Locally, the Toronto market also smashed previous July sales records, while also setting a high-water mark for price, with the average home in the GTA (all home types) hitting $943,710. According to TRREB, average home prices in the GTA are now up 16.9% from a year ago — nearly 10% higher than TD’s April forecast suggested.
Nationally, July just posted the highest number of sales transactions for any month on record. New listings broke an all-time July record. The actual national average price for homes sold in July was a record of $571,500, up 14.3% from the same month last year. As Shaun Cathcart, CREA’s Senior Economist, put it, “What a difference three months makes, from some of the lowest housing numbers ever back in April to the multiple monthly records logged in July.”

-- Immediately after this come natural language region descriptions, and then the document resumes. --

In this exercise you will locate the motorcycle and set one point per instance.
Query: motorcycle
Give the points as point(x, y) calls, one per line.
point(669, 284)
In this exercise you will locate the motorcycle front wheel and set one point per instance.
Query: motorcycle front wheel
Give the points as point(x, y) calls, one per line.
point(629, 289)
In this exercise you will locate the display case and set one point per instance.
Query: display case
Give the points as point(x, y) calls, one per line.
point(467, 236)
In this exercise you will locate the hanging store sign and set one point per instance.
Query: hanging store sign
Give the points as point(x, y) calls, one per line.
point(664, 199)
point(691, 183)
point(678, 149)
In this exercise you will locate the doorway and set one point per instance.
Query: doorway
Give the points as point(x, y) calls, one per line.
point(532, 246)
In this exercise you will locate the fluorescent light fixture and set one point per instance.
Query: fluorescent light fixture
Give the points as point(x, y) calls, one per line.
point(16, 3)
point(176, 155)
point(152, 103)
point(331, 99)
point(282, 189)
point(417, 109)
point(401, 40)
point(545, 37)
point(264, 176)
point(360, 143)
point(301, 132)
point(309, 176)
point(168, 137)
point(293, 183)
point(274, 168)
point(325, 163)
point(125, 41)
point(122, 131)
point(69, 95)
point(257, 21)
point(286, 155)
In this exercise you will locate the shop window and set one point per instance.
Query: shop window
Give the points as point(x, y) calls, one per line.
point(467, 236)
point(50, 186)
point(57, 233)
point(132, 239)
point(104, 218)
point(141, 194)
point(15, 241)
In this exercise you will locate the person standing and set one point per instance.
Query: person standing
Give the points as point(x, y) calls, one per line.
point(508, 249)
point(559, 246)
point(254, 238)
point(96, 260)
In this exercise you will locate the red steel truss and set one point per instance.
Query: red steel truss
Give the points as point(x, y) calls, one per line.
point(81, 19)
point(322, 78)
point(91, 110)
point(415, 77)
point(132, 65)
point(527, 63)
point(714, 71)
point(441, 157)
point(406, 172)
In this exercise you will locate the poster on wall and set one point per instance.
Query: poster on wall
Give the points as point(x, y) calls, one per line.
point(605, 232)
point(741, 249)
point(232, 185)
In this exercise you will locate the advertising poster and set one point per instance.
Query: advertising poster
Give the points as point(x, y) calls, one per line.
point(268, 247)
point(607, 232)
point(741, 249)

As TD’s latest report notes, “It looks like we got at least one “V” recovery after all. In just three short months, Canadian resale activity and average prices have not just popped back to above pre-pandemic levels, but to new record highs. With many markets extremely tight and the pandemic making a mockery of typical sales patterns, August is already shaping up to be another hot month.”
So, while it doesn’t seem as though the market has any intention of cooling off this summer, this is not to say it can’t, and won’t, be stopped. Immigration, a perennially important factor to keeping the Canadian housing market strong, was down a more-than-significant 64% year-over-year in Q2. The mortgage deferral period granted to many homeowners at the beginning of COVID will end within the next few weeks, a proposition so worrisome to the CMHC that they have openly referred to it as a ‘cliff‘. And CERB, the government relief program implemented to offset job loss during the pandemic, will also be coming to an end on September 26 (though, as TD notes, “The pandemic has disproportionately impacted lower income Canadians, who are less likely to be or become homeowners.”).
As potential homebuyers have been forced to cancel vacations over the summer, they have more time, and possibly more income, to invest in the housing market. How long this interest can last, and just how much pent-up demand remains, is yet to be seen. TD ends its latest report with caution, noting it’s “important not to extrapolate recent gains too far.”
One thing’s for sure though, just 12 weeks ago no one saw a rebound this robust coming this quickly. Let’s just hope the next 12 weeks don’t walk it all back.